I was raised as an only child until the age of 11. I still remember the day my father (biological) called to tell me that he and my stepmother were going to have their first child (John). I was absolutely thrilled I had always wanted to be an older sister and I had all these plans for me and my new brother! Once John was born I realized how great being an older sister was. John and I are the most alike of me and my siblings. We are both spontaneous, silly, and love to make people laugh. He is really a great kid and seeing him grow from a child to a teenager he has been and will continue to be incredible. He has such a big heart and is going to do amazing things with his life.
Although my father had already had a child I was still being raised as an only child. I lived with my mother and my Manny and we did everything just the three of us. When we moved to SC my mother informed me that she was having a baby. I was 13 years old and at a very difficult stage in my life.
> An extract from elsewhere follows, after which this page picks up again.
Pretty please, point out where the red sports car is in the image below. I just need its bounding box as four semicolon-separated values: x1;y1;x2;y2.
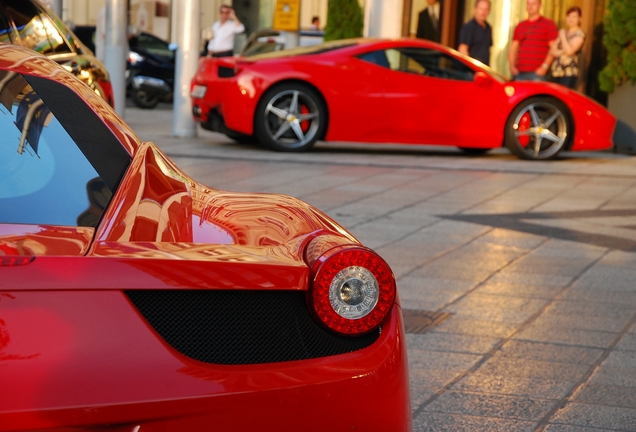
0;44;411;432
192;39;616;159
We had moved to SC and I had left all of my friends in eighth grade and really did not feel like I had anyone to talk to. I was devastated with the news and remember not speaking to my mother for a long time after she told me she was pregnant. The day Sofia was born I experienced a mix of emotions I was immediately in awe of her and loved her but I was still scared that I was going to lose the relationship I had with Mom and Manny. The first night my parents put her to sleep in her crib I remember walking into her room in the middle of the night just to make sure she was safe and I stayed with her for a while. I went back into my room and remember thinking how I absolutely loved my sister and was so proud to be her sister. That feeling has yet to go away. I am so proud to be Sofi’s sister. She is the most opinionated, self aware, and confident ten year old I have ever met. I could not be prouder of her.
William is my youngest brother he is one of the most unique individuals I have ever gotten to know. He is very shy and quiet but once you break through to his core and he feels comfortable with you he will share everything. He is silly but in a very different way than the typical nine year old. He has a very dry sense of humor that is much older than his age. He is also very sensitive and his feelings can easily be hurt. Unlike John and Sofi, who I can say anything to, I have to monitor the tone I use when I speak around Will. I once told him to “wait” to loudly and he thought I yelled at him and became very upset. He is a great kid who is very patient with others and very helpful.
All of my siblings are very different from each other. There is a little bit of me in each of them and a little of them in me. I love them more than anything in this world and would do anything from them. I am proud to be their big sister and can’t wait to continue to see them grow.